The generation of extended models necessitates the incorporation of additional parameters, such as enzyme turnover numbers or the number of protein copies in enzymes. The identification of reasonable values for these parameters represents a significant challenge in the development of extended models. A comprehensive GEM, accompanied by references to online databases, can be utilized by f2xba features to automatically assign parameter values, requiring minimal configuration. The initial GECKO model will be developed with minimal configuration.

Two configuration files must be created and stored in Microsoft Excel format (.xlsx): one XBA configuration file to configure the XbaModel instance and one ECM configuration file used for the EcModel instance. These configuration files will be generated by Python code; alternatively, they could be created with a spreadsheet editor like Microsoft Excel.

2.1 create XBA configuration file

The creation of an extended model is initiated through the instantiation and configuration of an XbaModel instance, which reads in the foundational GEM and downloads online resources pertinent to the model. The downloaded data will be stored in the ‘./data’ directory.

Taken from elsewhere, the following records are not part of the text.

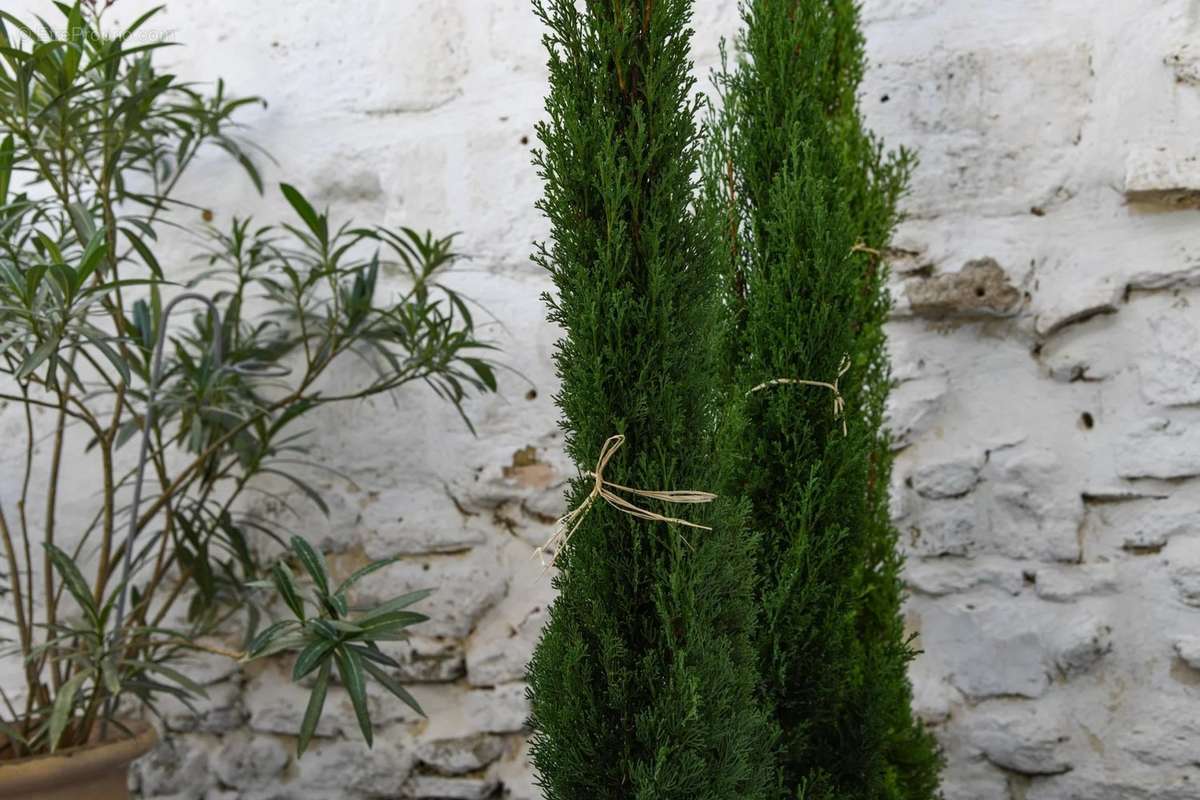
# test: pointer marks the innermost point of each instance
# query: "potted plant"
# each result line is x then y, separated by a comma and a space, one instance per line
175, 422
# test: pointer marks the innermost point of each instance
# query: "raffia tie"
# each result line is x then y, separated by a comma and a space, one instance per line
839, 402
606, 491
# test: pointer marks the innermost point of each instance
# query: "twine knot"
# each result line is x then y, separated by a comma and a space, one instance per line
606, 491
839, 402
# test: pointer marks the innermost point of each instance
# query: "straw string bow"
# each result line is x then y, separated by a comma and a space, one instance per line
839, 402
607, 491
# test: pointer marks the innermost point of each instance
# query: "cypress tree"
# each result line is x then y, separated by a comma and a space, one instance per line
807, 200
643, 683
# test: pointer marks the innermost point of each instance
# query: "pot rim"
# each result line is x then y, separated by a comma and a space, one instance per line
77, 764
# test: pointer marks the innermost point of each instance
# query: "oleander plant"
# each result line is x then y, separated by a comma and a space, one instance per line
102, 615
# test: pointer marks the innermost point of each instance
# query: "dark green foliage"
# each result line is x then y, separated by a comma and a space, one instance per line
643, 684
805, 198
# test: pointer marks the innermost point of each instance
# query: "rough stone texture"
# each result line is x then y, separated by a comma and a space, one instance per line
1020, 738
1048, 432
979, 289
1159, 175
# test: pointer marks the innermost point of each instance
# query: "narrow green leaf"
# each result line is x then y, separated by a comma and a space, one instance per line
310, 216
349, 667
6, 158
316, 704
285, 583
64, 704
73, 581
84, 226
312, 561
94, 252
172, 674
35, 359
311, 656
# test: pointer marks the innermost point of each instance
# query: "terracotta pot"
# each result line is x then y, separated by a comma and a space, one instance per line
96, 771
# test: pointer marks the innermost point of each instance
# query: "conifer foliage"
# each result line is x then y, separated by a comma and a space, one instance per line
643, 684
807, 200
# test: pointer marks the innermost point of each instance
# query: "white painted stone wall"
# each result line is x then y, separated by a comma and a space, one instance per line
1048, 413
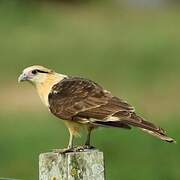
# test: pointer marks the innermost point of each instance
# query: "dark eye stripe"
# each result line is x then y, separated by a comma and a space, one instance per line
40, 71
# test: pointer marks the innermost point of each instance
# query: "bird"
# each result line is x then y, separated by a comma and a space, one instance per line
84, 104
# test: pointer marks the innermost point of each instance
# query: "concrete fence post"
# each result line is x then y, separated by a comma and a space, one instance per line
85, 165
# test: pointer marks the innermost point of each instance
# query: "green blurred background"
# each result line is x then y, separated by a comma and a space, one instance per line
132, 49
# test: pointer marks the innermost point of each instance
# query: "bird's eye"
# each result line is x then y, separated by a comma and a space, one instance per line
34, 72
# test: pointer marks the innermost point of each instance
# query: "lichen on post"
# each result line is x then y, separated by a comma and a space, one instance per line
85, 165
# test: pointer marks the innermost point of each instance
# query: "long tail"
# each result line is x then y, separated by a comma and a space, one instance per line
137, 121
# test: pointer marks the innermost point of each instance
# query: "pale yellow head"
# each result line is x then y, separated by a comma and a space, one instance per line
42, 78
36, 74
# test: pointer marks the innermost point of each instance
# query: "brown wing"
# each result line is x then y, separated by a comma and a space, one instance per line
84, 101
78, 97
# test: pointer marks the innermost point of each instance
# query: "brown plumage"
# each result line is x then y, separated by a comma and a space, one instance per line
84, 103
79, 100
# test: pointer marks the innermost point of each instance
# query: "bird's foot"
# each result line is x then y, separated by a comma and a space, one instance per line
63, 151
83, 148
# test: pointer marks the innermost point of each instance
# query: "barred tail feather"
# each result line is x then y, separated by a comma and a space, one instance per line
137, 121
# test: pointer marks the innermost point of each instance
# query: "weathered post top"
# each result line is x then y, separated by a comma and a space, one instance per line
85, 165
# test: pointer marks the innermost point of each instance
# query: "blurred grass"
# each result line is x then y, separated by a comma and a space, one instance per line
134, 53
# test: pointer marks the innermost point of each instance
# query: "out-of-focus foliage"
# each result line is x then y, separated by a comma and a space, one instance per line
132, 52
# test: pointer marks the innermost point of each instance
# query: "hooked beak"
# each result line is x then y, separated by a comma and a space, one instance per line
22, 77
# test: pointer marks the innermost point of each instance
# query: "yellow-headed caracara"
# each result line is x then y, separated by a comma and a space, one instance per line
82, 103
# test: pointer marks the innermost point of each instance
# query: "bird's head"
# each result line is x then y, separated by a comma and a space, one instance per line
35, 74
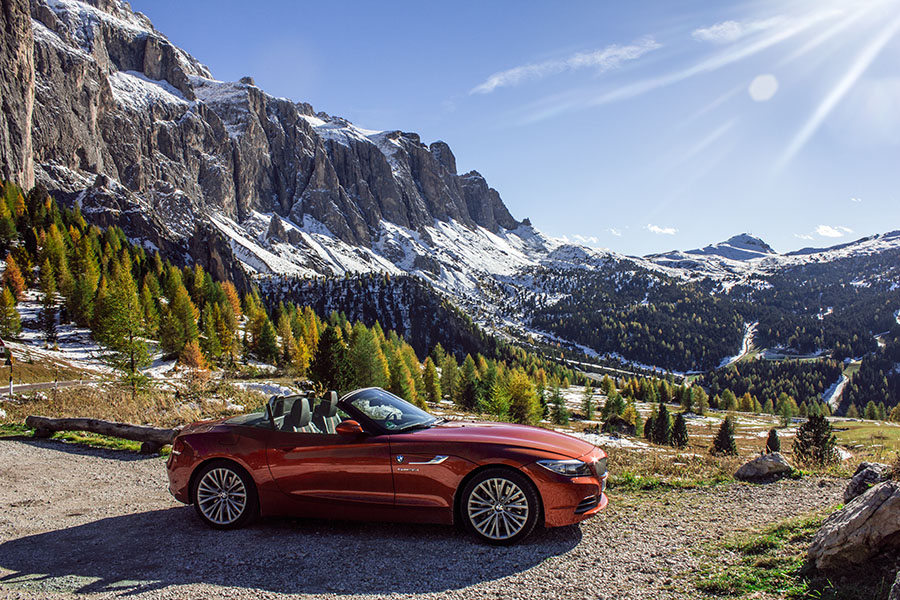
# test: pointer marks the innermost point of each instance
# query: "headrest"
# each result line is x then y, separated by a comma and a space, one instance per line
327, 406
299, 416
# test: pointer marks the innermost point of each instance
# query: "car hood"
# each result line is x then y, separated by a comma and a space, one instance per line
504, 434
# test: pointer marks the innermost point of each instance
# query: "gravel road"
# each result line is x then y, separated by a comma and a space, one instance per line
89, 524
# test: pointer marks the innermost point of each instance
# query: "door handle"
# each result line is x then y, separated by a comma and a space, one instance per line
434, 461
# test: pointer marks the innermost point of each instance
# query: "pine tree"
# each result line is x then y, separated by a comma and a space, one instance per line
331, 365
650, 424
151, 314
724, 441
10, 324
815, 442
587, 402
12, 278
699, 399
449, 377
729, 401
871, 412
267, 344
679, 432
432, 382
662, 426
368, 364
558, 411
773, 444
467, 396
192, 357
119, 326
48, 303
524, 406
687, 399
180, 323
402, 383
209, 341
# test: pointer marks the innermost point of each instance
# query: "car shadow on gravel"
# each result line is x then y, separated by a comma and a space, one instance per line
157, 549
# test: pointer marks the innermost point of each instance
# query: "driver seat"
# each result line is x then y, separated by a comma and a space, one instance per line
299, 416
325, 417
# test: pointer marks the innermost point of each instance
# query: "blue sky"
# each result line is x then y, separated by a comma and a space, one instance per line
637, 126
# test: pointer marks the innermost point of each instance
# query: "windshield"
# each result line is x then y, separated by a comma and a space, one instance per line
388, 411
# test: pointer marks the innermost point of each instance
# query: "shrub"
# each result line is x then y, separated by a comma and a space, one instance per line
679, 432
724, 441
816, 442
773, 444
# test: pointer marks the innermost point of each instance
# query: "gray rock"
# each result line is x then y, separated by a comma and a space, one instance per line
17, 92
864, 528
764, 467
867, 474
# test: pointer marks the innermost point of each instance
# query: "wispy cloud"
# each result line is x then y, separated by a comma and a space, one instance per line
604, 59
844, 85
727, 32
661, 230
785, 30
829, 231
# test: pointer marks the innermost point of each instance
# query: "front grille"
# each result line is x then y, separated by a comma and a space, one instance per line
587, 504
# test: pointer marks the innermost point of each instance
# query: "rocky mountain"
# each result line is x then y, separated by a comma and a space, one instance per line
103, 111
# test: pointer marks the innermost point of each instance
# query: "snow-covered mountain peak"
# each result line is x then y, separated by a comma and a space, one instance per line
739, 247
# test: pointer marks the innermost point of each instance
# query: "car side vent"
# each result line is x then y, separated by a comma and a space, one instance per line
587, 504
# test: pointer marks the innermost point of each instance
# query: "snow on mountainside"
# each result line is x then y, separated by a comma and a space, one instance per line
743, 257
255, 187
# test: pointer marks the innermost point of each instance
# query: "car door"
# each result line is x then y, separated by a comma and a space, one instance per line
332, 475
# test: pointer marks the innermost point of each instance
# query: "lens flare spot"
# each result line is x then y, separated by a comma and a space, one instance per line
763, 87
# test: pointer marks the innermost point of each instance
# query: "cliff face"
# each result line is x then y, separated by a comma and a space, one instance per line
126, 122
16, 92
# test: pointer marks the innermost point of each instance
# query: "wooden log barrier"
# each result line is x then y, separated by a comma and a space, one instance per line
152, 438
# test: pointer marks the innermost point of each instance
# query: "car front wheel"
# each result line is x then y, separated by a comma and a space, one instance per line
224, 496
500, 506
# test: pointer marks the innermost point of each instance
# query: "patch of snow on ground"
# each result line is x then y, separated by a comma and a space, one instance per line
832, 395
746, 345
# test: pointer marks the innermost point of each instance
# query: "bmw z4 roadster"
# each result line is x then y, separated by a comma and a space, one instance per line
373, 456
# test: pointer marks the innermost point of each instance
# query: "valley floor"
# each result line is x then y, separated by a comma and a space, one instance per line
86, 523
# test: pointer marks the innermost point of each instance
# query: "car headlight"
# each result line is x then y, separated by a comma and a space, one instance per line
569, 468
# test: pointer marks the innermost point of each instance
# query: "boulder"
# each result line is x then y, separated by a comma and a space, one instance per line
867, 474
764, 467
864, 528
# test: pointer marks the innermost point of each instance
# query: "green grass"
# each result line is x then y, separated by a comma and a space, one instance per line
84, 438
882, 440
772, 563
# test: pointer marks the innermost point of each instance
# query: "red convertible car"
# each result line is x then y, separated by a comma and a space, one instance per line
372, 456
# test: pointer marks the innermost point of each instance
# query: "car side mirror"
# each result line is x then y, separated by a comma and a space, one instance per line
349, 427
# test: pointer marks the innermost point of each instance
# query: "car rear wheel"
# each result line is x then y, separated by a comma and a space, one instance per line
500, 506
224, 495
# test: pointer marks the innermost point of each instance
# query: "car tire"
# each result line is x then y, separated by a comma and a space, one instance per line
499, 506
224, 495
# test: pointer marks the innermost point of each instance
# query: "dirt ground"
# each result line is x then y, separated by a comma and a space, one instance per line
77, 522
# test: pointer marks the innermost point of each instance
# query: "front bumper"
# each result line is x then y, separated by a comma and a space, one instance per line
569, 500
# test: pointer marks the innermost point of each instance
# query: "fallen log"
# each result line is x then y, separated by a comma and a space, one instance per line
152, 438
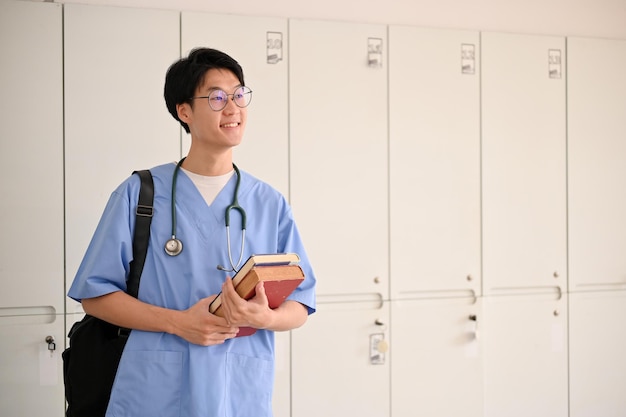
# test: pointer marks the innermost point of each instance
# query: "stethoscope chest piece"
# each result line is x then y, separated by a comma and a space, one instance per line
173, 246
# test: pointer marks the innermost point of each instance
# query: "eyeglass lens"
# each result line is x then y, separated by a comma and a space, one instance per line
219, 98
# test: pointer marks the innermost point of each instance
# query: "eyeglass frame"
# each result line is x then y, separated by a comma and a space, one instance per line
227, 96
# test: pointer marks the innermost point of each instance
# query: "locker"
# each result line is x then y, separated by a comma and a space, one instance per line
434, 142
523, 162
116, 120
261, 48
525, 357
260, 45
31, 255
338, 149
436, 357
596, 163
339, 366
597, 345
32, 374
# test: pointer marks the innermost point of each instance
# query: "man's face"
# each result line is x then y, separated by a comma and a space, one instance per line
218, 130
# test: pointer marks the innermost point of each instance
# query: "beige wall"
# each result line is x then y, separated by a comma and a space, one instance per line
592, 18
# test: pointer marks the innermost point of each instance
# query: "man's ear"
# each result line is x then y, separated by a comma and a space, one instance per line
184, 112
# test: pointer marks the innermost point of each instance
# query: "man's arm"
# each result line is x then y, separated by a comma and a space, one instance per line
196, 325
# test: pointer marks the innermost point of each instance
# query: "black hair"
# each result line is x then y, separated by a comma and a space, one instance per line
187, 74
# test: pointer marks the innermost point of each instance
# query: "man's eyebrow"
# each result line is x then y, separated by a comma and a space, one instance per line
212, 88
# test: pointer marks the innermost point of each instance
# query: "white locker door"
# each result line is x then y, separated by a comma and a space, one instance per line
434, 124
259, 44
338, 134
260, 47
116, 120
31, 203
436, 369
597, 163
523, 162
525, 359
597, 346
341, 362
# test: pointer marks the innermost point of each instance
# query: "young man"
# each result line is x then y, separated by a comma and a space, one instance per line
181, 360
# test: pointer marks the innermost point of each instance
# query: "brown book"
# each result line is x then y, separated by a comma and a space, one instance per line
280, 275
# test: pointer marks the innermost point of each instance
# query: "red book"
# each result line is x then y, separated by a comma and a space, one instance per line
280, 274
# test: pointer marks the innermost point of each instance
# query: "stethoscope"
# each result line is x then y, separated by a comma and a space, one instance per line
174, 246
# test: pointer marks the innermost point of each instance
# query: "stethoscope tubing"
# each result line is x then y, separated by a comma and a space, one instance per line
174, 246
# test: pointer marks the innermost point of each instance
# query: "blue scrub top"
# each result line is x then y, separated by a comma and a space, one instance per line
161, 374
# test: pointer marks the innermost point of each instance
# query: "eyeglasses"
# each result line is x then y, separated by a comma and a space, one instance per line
219, 98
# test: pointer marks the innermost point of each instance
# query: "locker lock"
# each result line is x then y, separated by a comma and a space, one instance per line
51, 344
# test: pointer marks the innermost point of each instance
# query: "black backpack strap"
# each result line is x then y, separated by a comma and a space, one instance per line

The initial XBA configuration file comprises two data tables. The first table, designated as generals, encompasses general configuration data, including default kcat values (turnover numbers) in units of per second for metabolic reactions, denoted as default_metabolic_kcat, and transporters, indicated as default_transporter_kcat. Within this context, a metabolic reaction is defined as a reaction where the participating metabolites (reactants and products) are located in a single compartment. Furthermore, organism-specific identifiers are established. These include the NCBI taxonomic identifier of the organism, designated as organism_id, which is employed to retrieve protein-specific data from UniProt. Additionally, the BioCyc (Karp et al., 2017) identifier, denoted as biocyc_org_prefix, is utilized to retrieve enzyme compositions. The BioCyc identifier is optional and should be employed only if BioCyc contains high-quality enzyme composition information for the organism. The directory location where organism-specific files are stored is defined by the variable organism_dir. The second table we created, remove_gps, is optional. It is used to selectively remove gene products configured in the GEM, such as dummy proteins or proteins where UniProt entries do not exist. This initial XBA configuration file will be extended in upcoming tutorials with more specific model configurations.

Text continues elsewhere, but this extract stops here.